Integrity ties in a lot with honor. My definition is the ability to admit when you are wrong. According to dictionary.com, integrity is defined as the adherence to moral and ethical principles. I violated my integrity when I showed up to late to PT. If I had been punctual, it would have showed that I have good morals. It would have showed that I believe in the golden rule, do unto others and u would have them do unto you. I would not like it if I was an NCO and I had a soldier late, which then I would have to explain to my supervisor where my soldier was and by me not knowing would reflect bad on me. Another example of the golden rule is if I went to an appointment that I was on time for and the doctor was late, it would reflect that he wasn’t serious about his practice.
Personal courage stands out as the main trait I should have explored to ensure I was on time. I should have had the courage to ask my husband if the alarm was checked or I should have checked it myself without fear of him getting mad at me for double checking. The basic building block of selfless service is the commitment of each team member or soldier to go a little further, endure a little longer, and look a little closer to see how he or she can add to the effort. If each soldier takes the initiative to work just a little harder we can accomplish the mission that much faster and to a better degree.
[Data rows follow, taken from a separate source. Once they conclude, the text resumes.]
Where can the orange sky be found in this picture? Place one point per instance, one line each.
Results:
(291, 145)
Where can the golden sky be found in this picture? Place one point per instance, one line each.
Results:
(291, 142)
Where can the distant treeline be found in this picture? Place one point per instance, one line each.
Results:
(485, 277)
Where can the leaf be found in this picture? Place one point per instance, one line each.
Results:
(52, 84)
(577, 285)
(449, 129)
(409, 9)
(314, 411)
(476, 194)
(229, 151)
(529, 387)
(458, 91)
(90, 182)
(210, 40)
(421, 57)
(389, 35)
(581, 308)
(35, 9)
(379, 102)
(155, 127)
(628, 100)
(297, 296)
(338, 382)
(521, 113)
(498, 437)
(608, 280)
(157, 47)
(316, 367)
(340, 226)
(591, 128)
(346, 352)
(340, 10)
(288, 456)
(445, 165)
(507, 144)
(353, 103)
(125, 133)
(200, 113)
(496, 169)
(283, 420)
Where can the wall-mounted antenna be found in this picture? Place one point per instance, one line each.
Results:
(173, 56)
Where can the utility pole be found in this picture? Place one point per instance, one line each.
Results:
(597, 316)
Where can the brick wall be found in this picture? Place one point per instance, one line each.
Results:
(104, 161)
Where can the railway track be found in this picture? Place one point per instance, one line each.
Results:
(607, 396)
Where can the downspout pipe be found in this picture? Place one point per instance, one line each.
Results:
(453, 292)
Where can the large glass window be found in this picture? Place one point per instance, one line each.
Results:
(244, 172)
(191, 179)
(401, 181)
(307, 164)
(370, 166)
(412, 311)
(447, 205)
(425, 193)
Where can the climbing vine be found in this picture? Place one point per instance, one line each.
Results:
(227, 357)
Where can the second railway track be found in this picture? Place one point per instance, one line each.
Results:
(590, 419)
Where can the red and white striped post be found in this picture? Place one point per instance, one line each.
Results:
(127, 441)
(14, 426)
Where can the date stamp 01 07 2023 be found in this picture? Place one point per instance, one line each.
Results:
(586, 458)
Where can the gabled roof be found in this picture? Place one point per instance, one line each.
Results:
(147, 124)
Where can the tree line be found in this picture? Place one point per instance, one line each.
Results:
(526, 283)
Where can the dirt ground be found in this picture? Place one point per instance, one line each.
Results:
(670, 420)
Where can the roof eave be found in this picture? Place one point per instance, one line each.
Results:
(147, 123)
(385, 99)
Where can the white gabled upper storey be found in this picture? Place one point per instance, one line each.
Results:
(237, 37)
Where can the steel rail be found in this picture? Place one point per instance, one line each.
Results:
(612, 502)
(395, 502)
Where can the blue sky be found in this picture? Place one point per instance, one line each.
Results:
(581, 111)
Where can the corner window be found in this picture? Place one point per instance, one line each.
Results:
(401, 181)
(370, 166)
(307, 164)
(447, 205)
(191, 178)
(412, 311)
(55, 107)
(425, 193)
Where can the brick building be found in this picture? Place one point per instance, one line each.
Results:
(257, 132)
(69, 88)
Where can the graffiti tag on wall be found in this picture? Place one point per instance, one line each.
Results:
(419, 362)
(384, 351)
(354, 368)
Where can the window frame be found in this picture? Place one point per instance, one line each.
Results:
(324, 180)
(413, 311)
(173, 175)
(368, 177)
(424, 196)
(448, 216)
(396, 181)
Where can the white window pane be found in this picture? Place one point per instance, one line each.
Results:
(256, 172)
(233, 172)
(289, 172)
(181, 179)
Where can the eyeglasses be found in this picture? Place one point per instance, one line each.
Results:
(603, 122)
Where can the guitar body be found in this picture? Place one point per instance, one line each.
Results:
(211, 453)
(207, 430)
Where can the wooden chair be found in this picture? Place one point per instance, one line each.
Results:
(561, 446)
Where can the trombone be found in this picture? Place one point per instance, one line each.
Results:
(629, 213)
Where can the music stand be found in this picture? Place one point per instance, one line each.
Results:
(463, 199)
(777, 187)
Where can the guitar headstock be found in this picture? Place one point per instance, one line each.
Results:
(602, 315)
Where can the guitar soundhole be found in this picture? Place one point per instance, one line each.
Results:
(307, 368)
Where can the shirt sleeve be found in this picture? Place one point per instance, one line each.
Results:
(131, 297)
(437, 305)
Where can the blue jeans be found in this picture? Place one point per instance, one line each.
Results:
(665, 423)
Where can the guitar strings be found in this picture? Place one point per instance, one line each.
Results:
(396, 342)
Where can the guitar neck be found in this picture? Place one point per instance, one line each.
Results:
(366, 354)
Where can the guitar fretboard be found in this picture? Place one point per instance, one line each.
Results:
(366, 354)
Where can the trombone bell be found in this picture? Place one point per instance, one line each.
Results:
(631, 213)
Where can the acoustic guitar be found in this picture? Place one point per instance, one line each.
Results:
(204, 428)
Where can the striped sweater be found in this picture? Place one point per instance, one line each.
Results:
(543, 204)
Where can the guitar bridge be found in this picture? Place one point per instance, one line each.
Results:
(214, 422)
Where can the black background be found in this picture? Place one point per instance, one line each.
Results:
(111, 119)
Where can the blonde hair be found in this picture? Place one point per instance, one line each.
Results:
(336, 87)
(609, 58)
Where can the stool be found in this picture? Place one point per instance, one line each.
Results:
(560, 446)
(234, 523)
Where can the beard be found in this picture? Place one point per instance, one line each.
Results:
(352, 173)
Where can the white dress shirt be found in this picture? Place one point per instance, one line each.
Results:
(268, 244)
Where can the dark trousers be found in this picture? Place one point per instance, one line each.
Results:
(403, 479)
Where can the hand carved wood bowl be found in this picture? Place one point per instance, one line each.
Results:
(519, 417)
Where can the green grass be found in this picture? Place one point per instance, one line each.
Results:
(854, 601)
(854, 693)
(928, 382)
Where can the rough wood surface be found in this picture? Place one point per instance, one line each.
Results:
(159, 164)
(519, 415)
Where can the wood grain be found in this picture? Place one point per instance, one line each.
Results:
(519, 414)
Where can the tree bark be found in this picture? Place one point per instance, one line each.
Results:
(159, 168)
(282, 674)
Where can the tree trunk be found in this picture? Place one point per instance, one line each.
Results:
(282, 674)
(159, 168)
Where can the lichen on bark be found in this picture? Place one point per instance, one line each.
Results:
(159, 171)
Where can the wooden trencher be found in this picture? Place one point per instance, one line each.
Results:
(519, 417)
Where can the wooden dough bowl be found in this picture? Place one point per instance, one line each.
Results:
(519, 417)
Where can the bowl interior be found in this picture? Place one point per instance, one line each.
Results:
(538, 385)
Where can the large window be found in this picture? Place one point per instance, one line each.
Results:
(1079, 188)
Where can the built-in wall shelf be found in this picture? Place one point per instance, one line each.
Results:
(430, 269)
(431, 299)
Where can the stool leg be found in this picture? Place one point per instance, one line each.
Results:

But it takes the whole team as a unit, as one, to attain this goal.
As I strive on to be a better soldier and take the initiative to be a leader in today’s Army, I look a little closer at each of these values. There is always something to work on personally and objectively. To me, being late to PT wasn’t that big of a deal, but if I look at the whole picture it is. If I look deeper as to what m actions are saying, I realize just how important appearance really is. If I am perceived to be a bad soldier that that is the way I will be treated. I will continue to strive to do the right thing and follow the advice of my leaders.